Planet Ant is presenting “The Fall”, a quick 50 minute one-act comedy that concerns itself with Grace (Jaclynn Cherry) and Mitch (Michael Owen Smith), two millennials who find themselves seated next to each other in the waiting room of “ConnectionZ Plus”, a company that provides speed dating services to those looking to find a match. Ironically, they’re there because of encouragement received from the most unlikely of sources: Grace is there because her mother wants to have grandchildren, and Mitch, because the woman who works at the market where he shops thinks he should be buying more than one banana at a time.
“The Fall” plays like it owes its parentage to improv. It’s a series of sketches that explore the idiosyncrasies of speed dating and the developing relationship between Grace and Mitch. Many of the sketches could play well enough on their own. Writing credits for the show actually belong to the two cast members along with the director, Lauren Bickers. The sketches are stitched together by theatre’s time-honored “lights out” tradition, which is just as well since both actors play several parts and the interludes of darkness give them time to affect a costume change, don a wig, or otherwise prepare for a change of scene. The set is minimalist, the two lone chairs center stage the only constants. The main props consist of a jar of jelly and another of peanut butter that do more to define the character of the two speed daters than any of the questions they are asked to answer on the application forms.
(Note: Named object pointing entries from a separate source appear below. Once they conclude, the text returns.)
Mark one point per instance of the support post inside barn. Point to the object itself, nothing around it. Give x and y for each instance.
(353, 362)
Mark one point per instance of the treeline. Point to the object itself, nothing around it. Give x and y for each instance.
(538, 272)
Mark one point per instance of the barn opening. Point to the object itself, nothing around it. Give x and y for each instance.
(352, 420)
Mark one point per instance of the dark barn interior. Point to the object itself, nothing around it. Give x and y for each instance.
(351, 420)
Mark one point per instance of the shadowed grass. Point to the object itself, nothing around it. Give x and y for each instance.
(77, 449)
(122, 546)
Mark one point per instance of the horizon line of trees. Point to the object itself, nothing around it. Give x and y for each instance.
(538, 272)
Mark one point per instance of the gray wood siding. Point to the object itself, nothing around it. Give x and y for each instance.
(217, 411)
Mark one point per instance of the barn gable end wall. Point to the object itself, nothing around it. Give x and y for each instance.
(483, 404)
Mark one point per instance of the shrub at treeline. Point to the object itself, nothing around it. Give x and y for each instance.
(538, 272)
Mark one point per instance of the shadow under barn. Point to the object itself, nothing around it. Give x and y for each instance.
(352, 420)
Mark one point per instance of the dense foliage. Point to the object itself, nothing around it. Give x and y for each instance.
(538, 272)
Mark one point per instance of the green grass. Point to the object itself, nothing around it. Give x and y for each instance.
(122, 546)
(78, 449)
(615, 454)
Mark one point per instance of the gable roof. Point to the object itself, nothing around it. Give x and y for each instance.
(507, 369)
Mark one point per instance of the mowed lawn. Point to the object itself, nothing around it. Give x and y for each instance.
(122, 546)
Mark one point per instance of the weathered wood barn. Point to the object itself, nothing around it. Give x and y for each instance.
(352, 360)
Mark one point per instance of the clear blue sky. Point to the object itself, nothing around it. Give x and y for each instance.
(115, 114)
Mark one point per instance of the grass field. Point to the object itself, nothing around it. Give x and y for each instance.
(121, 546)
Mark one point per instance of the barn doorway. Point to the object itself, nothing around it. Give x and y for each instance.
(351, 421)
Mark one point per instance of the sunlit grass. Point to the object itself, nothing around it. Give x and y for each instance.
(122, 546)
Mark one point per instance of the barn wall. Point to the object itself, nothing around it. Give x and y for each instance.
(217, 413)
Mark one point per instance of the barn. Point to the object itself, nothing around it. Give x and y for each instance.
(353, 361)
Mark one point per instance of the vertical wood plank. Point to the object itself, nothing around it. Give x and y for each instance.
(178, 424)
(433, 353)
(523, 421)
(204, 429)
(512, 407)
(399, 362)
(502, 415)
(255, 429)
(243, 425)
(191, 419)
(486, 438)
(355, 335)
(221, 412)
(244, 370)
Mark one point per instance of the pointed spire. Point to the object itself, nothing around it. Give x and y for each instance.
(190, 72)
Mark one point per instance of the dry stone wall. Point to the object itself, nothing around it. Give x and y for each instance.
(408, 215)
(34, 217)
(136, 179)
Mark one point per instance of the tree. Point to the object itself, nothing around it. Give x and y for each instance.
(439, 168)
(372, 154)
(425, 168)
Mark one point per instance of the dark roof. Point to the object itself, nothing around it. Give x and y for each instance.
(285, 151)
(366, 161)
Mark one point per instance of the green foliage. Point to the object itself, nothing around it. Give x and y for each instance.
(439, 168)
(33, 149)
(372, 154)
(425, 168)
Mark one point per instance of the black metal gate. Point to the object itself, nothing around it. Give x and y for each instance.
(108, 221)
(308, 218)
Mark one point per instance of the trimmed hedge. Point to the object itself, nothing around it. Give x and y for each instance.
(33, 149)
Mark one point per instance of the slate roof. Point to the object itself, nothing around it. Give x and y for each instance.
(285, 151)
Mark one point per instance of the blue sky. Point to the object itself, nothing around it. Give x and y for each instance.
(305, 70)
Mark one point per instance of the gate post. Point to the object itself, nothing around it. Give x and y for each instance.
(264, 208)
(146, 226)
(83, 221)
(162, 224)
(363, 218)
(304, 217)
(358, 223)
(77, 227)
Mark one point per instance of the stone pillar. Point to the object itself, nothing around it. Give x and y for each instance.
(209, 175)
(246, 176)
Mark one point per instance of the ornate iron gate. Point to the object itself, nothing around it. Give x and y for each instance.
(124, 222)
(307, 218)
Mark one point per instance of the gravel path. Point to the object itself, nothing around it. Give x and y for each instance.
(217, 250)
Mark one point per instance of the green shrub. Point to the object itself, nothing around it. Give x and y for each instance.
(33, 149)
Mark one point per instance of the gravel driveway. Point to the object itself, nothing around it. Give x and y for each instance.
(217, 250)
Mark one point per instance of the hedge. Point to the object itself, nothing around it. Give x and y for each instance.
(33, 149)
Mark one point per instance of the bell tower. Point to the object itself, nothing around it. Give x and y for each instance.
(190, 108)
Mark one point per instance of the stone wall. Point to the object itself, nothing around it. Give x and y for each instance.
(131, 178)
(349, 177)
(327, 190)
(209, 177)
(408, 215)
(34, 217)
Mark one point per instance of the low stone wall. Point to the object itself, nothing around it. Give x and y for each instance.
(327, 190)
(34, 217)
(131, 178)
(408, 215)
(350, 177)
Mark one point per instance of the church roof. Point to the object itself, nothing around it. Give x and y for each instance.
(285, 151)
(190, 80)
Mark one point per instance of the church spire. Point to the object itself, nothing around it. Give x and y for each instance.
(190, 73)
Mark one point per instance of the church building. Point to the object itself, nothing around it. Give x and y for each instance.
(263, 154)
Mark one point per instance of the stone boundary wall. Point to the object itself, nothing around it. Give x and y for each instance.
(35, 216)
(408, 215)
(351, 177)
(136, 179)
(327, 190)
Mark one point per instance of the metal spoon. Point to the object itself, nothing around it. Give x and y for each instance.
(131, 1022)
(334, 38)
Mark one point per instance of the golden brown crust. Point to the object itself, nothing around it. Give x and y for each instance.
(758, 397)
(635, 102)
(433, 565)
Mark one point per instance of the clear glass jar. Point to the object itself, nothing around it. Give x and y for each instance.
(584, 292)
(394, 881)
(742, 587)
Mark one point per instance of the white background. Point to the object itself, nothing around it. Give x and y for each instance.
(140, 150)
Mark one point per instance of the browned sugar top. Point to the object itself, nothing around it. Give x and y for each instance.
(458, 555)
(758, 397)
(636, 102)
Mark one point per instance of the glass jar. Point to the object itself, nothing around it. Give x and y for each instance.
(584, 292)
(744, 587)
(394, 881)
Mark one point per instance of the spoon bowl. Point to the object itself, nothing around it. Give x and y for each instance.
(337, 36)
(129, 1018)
Cherry and Smith have good chemistry and make for a compatible stage couple. Smith is much more laid back, at times almost deadpan in his reactions. Cherry chews up the stage with her enthusiasm and personality. Terrific last year in Detroit Rep’s “Devil Dog Six” and a noteworthy addition to the ensemble in “Peter and the Starcatcher” at this season’s startup of the Open Book’s season, Cherry demonstrates she can carry a show (with a little bit of help) by herself.
Why “The Fall”? All great titles carry with them multiple meanings. In this case, “Fall” should be followed by “…for each other”. Another “fall” that happens towards the end of the play has the potential of undoing everything that has gone before. Which leads to yet one final “Fall”, as in a “Fall from Grace”.
There was an enthused audience, a bit raucous actually, the night this reviewer saw the performance. Many were themselves millennials, typical Planet Ant-ers who probably have their own positive thoughts about speed dating. Those who think that Woodstock is a bird or that 16 gigs is the number of performance dates on a musician’s three- month calendar might be wading in unchartered waters. But culture change is always interesting, the show rings exceedingly funny, and Ms. Cherry’s bubbling, enthusiastic performance is an absolutely positive takeaway.
Moni Jones shares directing chores and also serves as stage manager. “The Fall” runs through October 29th. Tickets are available online at www.planetant.com or in person at the theatre on the night of the performance based on availability. Planet Ant is located at 2357 Caniff in Hamtramck.